DPASingapore’s law minister justified the city-state’s tough stance in imposing the mandatory death penalty for drug traffickers, arguing it would be wrong if they got off cheaply because of mitigating factors like youth, a media report said Monday.
Minister K Shanmugam was referring to the pending case of Malaysian Yong Vui Kong, 22, who was sentenced to death for smuggling about 47 grams of heroin in 2007, but challenged the constitutionality of the ruling.
Although Yong was young, it would send a wrong signal to let him go, Shanmugam said Sunday, the Straits Times newspaper reported.
“We are sending a signal to all the drug barons out there: Just make sure you choose a victim who is young, or a mother of a young child, and use them as the people to carry the drugs into Singapore,” the minister said.

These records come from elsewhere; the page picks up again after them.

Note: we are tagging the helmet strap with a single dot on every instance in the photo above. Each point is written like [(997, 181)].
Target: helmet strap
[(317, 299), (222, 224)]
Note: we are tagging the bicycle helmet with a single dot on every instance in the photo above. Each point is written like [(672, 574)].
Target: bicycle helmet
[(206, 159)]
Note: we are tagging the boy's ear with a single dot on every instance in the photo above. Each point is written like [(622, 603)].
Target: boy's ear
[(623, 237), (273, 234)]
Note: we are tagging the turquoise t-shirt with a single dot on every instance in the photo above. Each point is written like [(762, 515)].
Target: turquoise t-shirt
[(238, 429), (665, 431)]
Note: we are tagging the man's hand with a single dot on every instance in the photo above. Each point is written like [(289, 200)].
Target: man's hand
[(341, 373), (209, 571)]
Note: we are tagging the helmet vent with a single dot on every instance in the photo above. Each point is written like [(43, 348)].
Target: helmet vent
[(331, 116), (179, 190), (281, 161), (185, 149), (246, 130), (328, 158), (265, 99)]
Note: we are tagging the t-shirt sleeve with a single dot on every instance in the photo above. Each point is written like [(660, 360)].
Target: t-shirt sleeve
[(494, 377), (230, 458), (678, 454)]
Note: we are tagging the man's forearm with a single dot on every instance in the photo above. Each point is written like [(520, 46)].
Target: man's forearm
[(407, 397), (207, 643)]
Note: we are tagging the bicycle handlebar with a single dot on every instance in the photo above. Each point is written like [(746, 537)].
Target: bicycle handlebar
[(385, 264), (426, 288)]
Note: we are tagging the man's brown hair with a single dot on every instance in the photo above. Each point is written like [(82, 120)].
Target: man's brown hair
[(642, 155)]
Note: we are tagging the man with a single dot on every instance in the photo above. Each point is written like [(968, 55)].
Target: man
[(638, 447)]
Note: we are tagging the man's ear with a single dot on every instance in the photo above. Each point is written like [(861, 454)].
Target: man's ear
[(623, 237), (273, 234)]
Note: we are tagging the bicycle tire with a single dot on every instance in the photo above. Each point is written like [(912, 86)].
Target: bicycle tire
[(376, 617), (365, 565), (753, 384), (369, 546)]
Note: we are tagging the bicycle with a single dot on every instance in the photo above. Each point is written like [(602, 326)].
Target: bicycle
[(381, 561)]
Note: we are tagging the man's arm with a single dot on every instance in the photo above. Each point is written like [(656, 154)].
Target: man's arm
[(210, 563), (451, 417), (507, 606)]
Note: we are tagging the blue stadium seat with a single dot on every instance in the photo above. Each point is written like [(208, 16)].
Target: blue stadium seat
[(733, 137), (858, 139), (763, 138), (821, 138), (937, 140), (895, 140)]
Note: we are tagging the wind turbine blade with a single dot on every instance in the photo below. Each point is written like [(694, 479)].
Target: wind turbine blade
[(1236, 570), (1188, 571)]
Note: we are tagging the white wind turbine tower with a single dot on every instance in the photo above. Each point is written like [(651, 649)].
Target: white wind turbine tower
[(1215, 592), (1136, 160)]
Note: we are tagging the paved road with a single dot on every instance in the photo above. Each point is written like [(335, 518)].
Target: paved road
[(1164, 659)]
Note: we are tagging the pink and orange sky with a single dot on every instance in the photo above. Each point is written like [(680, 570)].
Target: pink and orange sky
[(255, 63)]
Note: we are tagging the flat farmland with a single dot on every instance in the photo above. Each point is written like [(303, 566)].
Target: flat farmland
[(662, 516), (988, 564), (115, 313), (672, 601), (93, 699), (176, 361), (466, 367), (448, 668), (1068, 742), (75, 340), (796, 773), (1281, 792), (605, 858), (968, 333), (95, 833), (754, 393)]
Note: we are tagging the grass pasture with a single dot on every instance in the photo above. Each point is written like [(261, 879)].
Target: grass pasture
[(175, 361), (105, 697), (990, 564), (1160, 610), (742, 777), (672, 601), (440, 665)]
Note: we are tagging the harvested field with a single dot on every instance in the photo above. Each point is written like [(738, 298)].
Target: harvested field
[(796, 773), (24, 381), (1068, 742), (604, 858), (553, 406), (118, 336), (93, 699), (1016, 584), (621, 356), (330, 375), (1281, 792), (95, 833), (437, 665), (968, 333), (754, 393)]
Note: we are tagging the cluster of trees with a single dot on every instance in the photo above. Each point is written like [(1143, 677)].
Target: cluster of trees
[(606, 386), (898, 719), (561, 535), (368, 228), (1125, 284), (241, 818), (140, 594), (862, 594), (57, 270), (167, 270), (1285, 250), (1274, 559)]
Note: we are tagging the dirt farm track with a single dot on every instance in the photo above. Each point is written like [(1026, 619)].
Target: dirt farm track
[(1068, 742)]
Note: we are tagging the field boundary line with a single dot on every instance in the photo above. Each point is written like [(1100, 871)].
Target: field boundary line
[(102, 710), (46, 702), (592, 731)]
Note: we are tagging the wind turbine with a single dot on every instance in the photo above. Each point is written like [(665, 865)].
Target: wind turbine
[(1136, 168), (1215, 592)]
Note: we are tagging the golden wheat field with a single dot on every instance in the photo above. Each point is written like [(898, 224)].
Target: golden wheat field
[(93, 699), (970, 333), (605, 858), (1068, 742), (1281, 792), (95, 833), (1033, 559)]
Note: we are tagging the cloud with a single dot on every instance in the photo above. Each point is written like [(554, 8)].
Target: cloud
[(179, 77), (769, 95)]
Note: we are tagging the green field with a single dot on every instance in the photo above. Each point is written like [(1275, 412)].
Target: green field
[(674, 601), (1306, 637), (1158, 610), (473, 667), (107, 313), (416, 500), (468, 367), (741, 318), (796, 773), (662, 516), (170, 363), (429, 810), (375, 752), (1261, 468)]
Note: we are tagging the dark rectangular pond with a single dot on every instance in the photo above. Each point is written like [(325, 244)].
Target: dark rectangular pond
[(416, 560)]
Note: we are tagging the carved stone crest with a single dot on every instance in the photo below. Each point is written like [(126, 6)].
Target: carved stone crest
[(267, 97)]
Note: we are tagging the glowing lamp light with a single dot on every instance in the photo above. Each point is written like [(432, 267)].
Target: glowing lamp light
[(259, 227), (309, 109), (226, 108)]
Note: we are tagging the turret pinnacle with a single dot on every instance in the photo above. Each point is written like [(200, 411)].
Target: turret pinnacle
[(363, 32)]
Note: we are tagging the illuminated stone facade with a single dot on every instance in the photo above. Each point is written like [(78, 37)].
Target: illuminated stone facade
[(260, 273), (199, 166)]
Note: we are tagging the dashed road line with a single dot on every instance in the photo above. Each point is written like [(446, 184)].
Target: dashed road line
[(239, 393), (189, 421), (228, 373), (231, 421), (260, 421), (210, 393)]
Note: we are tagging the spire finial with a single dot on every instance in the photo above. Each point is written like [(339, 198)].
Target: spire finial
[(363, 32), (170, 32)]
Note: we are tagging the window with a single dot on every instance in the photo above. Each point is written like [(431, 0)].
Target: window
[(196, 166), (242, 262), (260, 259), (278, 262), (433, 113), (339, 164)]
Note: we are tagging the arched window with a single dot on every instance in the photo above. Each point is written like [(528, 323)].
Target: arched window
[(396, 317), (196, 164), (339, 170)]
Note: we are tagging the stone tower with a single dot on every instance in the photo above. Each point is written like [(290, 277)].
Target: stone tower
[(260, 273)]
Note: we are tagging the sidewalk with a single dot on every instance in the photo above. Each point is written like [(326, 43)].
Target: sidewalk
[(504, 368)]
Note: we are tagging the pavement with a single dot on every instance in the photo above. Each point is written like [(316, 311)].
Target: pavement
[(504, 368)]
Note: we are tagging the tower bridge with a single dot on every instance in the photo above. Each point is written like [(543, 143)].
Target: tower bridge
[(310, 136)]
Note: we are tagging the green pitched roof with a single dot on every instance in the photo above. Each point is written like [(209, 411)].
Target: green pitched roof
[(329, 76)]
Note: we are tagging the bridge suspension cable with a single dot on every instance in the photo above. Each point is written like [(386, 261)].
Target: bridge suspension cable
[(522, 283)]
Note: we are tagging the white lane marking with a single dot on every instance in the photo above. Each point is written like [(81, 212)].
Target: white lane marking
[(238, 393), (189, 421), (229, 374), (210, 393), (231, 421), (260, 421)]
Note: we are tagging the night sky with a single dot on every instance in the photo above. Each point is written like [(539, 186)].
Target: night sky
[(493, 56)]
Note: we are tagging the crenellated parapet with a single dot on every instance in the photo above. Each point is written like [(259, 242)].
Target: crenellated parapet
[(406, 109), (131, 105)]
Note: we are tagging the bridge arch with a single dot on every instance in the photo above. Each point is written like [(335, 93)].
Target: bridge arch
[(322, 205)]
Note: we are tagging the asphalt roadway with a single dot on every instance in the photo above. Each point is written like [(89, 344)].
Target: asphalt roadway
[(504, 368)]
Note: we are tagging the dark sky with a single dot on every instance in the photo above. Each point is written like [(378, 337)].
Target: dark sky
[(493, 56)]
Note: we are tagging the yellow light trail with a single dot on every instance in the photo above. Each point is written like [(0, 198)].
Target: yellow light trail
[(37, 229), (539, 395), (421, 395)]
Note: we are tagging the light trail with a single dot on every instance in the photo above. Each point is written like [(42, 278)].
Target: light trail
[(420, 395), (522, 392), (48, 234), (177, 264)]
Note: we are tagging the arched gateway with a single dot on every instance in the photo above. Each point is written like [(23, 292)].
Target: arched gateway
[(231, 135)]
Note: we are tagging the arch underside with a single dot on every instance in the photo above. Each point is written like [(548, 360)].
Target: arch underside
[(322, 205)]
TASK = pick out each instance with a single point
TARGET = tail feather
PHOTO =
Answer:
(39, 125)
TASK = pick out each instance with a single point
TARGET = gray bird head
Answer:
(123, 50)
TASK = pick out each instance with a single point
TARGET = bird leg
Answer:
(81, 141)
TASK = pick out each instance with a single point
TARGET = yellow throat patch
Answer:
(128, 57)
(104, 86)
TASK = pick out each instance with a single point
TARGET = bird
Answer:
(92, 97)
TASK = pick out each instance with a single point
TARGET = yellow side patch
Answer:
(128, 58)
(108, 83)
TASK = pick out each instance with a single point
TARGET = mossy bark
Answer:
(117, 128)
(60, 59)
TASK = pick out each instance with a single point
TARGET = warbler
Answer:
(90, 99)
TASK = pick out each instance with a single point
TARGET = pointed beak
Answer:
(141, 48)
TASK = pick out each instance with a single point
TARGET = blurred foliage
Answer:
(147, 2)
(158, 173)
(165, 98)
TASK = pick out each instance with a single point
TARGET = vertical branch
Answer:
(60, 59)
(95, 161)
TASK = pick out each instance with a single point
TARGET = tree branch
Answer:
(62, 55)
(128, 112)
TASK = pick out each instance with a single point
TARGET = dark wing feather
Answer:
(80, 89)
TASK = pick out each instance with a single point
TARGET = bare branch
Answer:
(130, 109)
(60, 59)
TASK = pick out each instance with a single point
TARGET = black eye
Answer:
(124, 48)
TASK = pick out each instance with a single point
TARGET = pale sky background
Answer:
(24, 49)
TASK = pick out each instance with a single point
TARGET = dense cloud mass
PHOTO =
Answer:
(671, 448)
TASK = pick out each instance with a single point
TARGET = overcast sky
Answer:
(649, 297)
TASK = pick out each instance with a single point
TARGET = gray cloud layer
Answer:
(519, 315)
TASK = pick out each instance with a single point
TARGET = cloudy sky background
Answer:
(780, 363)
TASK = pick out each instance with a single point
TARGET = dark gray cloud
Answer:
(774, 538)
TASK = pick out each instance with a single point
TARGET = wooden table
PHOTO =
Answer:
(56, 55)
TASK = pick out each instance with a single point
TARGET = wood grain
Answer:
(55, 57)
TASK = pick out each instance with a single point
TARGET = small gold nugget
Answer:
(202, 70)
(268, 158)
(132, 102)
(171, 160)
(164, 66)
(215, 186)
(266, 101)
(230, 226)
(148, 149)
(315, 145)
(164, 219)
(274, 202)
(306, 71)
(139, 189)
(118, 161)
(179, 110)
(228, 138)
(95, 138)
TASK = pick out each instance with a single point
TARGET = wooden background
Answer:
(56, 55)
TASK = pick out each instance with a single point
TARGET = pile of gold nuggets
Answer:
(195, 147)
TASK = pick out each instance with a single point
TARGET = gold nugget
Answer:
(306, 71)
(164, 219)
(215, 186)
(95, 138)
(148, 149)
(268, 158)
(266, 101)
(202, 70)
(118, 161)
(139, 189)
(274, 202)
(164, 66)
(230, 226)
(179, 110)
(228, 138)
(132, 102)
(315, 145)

Singapore’s Court of Appeal still has to decide on Yong’s fate.
The case had attracted the attention from groups opposed to the death penalty, like Amnesty International.
At an appeal hearing in March, Yong’s lawyer argued the mandatory death penalty for all drug crimes involving more than 15 grams of heroin was unconstitutional, as it gave the judges no chance for taking into account mitigating factors.
The attorney-general, however, dismissed the arguments, saying that the sentence was constitutional as it was in line with the laws passed by Singapore’s legislature.
Shanmugam said Sunday the mandatory death penalty has been critical in Singapore’s successful fight against drugs, given its position as an air and sea hub in South-East Asia, one of the global heroin production centres.
Most countries had lost the fight against drugs, he added.
“But you won’t have human rights people standing up and saying: ‘Singapore, you have done a great job, having most of your people free of drugs’,” the report quoted the minister as saying.